Justifying Ed-Tech Investments and Other Selected Findings
Unlike last year, however, administrators and faculty members aren’t as certain that investments in and use of educational technology in the classroom have led to significantly improved student outcomes. Last year, the first time these questions were asked, faculty members said by a roughly two-to-one margin that gains in student outcomes justified colleges’ spending on ed tech. This year, faculty members are more evenly divided: 57 percent said yes, 43 percent no.
A majority of faculty members (70 percent) still believe technology in the classroom has led to improved student outcomes, but most of them describe the gains as slight rather than significant. Still, the proportion of faculty members who said ed tech hasn’t improved student outcomes at all this year ticked up a few percentage points, rising to 30 percent from 25 percent last year.
The decline is more pronounced among administrators. They, like faculty members, also believe ed tech has improved student outcomes (87 percent gave that response), but far fewer of them this year said the gains have been significant (15 percent this year, 35 percent last year). However, it should be pointed out that with such a small sample of administrators, larger swings are to be expected.
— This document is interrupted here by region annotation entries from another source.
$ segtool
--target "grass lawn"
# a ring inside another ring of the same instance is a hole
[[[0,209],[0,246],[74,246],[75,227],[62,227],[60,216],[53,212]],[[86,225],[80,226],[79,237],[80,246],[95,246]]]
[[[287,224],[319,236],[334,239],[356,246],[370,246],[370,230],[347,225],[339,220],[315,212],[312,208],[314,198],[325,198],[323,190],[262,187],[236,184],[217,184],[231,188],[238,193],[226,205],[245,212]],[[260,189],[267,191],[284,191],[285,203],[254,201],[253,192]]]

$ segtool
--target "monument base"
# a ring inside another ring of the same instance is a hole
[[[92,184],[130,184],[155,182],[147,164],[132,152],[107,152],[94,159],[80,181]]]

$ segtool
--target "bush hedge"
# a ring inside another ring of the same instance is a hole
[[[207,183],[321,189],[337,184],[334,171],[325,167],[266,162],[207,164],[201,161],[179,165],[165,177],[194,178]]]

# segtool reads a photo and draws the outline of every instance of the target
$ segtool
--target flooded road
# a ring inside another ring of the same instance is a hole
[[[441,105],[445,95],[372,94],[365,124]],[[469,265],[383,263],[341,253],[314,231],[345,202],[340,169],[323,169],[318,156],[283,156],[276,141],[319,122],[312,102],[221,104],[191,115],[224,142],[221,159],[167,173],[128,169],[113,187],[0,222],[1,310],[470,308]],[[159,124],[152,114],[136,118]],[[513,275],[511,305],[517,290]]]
- Faculty members generally give high marks to their colleges when it comes to technical support, but they are less impressed by other kinds of institutional support for online learning. Just about half of respondents said colleges provide adequate support for creating (49 percent) and teaching online (47 percent), and a plurality (40 percent) said they are fairly compensated for that work. When it comes to providing incentives to encourage instructors to teach online or acknowledging the time demands for those who do, a majority of faculty members said their colleges can do better.
- Most faculty members who have taught online courses, 79 percent, say the experience has helped them develop skills and practices that have improved their teaching in the classroom as well as online. Eighty-six percent say they think more critically about how to engage students with content. Eighty percent also say they make better use of multimedia content, and 76 percent say they better use their learning management system.